Clearly, he lost. This seemed like a no-brainer to me, but I am a 53 year old woman and not an 18 year old boy. I don’t think I was cocky like that when I was 18. I could have been, but I don’t think so. I used to play cribbage for shots. And I usually won, but that was skill, not luck. War is the luck of the draw and if you have only 1 card, the odds aren’t in your favor.
“Crazy eights?” he suggested.
He lost again, and again, and a third time. I acquiesced and we played Rummy, which I haven’t played in years, and he lost at that too. Twice.
“You should quit, Ian.” Ryan interjected, relishing a moment to look smarter than Ian.
“Cribbage?” I suggested.
“No, let’s plat 5 card draw.” He was starting to sound a little surly. He dealt. I took two cards–that didn’t help.
I had nothing in my hand, ace high. And he lost anyway.
“Really? Even when you have nothing, I lose? How are you doing that? The cards cheat!”
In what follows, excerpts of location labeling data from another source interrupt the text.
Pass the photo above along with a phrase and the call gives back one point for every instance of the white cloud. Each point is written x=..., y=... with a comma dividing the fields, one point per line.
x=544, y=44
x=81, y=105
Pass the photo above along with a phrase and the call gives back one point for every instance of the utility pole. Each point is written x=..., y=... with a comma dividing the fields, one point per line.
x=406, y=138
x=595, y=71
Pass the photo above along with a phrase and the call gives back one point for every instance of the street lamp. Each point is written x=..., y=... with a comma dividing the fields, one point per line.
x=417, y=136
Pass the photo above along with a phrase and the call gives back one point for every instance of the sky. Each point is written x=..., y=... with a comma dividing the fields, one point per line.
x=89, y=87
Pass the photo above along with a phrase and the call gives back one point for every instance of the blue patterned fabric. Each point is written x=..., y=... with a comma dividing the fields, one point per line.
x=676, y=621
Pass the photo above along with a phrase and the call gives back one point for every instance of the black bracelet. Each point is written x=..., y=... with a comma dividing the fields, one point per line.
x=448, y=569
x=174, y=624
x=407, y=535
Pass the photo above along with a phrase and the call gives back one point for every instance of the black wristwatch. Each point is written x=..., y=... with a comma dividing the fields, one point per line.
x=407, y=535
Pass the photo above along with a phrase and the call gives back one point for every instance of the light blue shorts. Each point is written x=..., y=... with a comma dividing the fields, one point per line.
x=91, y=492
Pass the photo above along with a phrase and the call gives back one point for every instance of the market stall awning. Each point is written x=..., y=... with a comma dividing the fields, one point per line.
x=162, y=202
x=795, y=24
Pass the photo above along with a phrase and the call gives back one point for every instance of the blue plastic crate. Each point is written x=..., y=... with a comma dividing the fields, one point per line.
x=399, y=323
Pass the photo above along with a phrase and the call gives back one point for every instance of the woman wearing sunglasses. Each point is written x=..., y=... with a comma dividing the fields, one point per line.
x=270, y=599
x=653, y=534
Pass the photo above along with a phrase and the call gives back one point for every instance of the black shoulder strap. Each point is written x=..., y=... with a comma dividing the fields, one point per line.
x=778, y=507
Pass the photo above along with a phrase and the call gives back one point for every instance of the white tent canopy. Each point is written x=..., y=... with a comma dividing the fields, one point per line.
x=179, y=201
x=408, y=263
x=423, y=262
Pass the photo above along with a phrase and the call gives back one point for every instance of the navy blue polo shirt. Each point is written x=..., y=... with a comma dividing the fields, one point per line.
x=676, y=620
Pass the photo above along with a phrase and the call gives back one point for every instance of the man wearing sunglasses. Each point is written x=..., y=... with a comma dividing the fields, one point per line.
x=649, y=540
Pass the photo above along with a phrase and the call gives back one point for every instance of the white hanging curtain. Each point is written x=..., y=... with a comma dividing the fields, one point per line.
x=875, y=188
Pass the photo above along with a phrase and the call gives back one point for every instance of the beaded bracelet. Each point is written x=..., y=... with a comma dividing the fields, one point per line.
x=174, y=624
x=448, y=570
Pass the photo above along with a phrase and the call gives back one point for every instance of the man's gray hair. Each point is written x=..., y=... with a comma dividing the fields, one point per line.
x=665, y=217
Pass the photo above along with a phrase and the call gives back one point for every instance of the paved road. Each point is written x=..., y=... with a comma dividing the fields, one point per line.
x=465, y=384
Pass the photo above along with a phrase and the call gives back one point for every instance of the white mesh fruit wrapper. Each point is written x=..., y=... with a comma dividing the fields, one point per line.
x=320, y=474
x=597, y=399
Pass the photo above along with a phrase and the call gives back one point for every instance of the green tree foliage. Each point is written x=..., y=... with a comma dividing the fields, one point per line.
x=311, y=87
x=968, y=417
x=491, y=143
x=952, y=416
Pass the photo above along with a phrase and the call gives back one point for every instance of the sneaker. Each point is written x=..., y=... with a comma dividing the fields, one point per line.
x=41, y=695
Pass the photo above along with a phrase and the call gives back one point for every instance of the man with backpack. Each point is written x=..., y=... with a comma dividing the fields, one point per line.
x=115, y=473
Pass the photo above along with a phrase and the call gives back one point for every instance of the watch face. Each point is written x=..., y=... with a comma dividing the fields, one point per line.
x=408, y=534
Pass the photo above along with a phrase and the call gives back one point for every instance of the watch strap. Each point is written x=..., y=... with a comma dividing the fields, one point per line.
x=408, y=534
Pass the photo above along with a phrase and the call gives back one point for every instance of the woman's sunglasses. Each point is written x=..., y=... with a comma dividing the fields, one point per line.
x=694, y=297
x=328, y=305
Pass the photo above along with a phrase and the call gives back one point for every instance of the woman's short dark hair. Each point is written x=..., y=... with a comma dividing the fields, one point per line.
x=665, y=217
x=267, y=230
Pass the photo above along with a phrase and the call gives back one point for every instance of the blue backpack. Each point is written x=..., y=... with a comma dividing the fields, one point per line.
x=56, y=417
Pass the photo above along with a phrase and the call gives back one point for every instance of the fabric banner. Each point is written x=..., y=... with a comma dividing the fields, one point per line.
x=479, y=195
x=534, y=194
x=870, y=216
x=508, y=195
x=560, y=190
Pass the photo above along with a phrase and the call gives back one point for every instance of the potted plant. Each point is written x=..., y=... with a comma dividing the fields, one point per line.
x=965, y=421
He is tenacious, I have to give him that. It is clear to me why young men go off to war – they persist against all odds, driving forward blindly against a superior (or at least luckier) opponent. He accused me of cheating, even though he had dealt every hand. He said it jokingly. The whole thing had taken on a comical tone.
I smiled patiently, “Cribbage?”
“No!” he was almost whining.
“Chicken. I’m not even trying, I’m in the eagle chatroom while we’re playing.” I had grown up in a household of four kids–and two card playing parents. My dad had poker buddies. Everyone got a fresh deck of cards in their stocking at Christmas. I was playing cards with adults in smoke filled rooms by the time I was four or five. Ian was out gunned.
Ryan joined in and we played two more rounds of Rummy. I won the first. And by won, I mean I had 155 points to their combined 150. Ian and I tied for the second. It wasn’t a loss; I quit playing. He seemed satisfied.
It was like Ian’s personal Vietnam…thoroughly trounced repeatedly, and then satisfied with a draw. Yup, it is clear why it is young men who go to war. I think today, I will compromise a round of rummy for a round of cribbage. Cribbage is a less messy game. Although, I’m not sure Ian will be interested in any family time anytime soon.